On Thu, Sep 01, 2016 at 09:07:00PM +0100, Thomas Gummerer wrote:

> > Related problem: `t3700-add.sh` currently fails in 2.9.3. I can
> > provide more debug information if you don't already know this problem.
> 
> I noticed this problem as well, when I'm compiling with USE_NSEC = 1
> in my config.mak.

I can replicate this even without USE_NSEC with my stress-tester[1].
That makes sense why it would show up with the profiling run; git runs
slower and therefore increases the chances of crossing the 1-second
boundary and losing the race.

[1] https://github.com/peff/git/blob/meta/stress

> Tracking this problem down a bit, it happens because the --chmod=[+-]x
> option introduced in 4e55ed32 ("add: add --chmod=+x / --chmod=-x
> options") only works if the file on disk is modified.  When the test
> was changed to work on one single file, instead of doing chmod=+x on
> one file and chmod=-x on another file in b38ab197c ("t3700: merge two
> tests into one"), this test started breaking when the mtime of the
> file and the index file weren't the same (in other words, if the file
> was not racily clean and thus was not smudged).

That certainly sounds buggy.

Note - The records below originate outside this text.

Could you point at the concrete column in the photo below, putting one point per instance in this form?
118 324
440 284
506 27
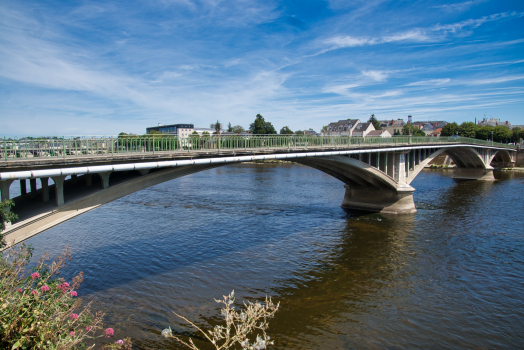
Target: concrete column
23 187
473 174
4 188
32 183
59 189
45 189
380 200
105 179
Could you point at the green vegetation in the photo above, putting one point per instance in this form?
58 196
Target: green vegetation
240 326
374 121
499 133
286 131
410 129
261 127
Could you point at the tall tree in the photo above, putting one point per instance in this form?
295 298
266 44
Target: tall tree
237 129
449 129
374 121
286 131
261 127
468 129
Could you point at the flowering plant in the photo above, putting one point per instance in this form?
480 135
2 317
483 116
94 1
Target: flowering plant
38 310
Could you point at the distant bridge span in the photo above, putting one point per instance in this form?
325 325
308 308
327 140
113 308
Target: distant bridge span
376 177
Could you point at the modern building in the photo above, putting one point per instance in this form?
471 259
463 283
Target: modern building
341 128
378 133
363 129
180 130
392 126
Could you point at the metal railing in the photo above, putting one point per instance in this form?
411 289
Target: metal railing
74 147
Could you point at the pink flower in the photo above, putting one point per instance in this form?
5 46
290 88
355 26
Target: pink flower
109 332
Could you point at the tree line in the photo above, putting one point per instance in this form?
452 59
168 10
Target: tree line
498 133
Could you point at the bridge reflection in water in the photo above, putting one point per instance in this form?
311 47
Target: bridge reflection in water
376 172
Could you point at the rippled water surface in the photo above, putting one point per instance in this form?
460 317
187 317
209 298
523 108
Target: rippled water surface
450 276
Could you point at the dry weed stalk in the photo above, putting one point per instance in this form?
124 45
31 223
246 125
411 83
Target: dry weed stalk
253 318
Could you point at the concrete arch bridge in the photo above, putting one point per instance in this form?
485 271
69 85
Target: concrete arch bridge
376 176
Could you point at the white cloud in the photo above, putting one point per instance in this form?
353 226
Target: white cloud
430 82
375 75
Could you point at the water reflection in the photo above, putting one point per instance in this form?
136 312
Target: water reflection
448 276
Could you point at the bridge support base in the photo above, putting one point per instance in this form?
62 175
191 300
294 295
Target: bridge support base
376 200
45 189
4 188
59 190
32 184
105 179
473 174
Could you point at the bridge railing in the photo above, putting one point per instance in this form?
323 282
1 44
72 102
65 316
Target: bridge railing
74 147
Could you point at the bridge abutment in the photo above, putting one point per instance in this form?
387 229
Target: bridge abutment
45 189
59 190
473 174
105 179
385 200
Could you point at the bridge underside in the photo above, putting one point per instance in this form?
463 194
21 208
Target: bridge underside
376 180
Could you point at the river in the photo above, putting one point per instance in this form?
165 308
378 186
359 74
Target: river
450 276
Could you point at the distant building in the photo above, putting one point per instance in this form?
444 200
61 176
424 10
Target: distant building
179 130
362 129
341 128
495 122
435 133
378 133
392 126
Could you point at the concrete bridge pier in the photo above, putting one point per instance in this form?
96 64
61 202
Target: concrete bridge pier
382 200
45 189
473 174
105 179
59 189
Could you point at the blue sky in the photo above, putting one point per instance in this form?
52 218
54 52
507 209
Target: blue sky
102 67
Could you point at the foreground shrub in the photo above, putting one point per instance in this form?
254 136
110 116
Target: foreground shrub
239 326
38 310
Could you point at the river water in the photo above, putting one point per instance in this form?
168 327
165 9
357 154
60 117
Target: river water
450 276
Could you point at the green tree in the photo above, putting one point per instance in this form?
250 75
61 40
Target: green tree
285 131
411 129
501 134
374 121
237 129
484 132
261 127
449 129
468 129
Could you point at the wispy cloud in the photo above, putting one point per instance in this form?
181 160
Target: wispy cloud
430 82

A less racy way of verifying this is just:

  # guarantee not-racy state
  echo content >file
  test-chmtime -60 file
  git add file

  # now check --chmod; file will still be 100644!
  git add --chmod=+x file
  git ls-files -s

> One possible fix for the test is to smudge the entry as showed below,
> though I'm not sure it's the right fix.  The other way I can think of
> is to change the file in the index regardless of whether the file was
> changed in some other way before issuing the git add command, as that
> might fit the user expectation better.  Thoughts?

Yeah, I think we should _always_ act on the --chmod, no matter if the
file is racy or not, or whether it has a content change or not. I.e.,
the race is not the problem, but rather the behavior of 4e55ed32. Your
second proposal there sounds more like the right approach.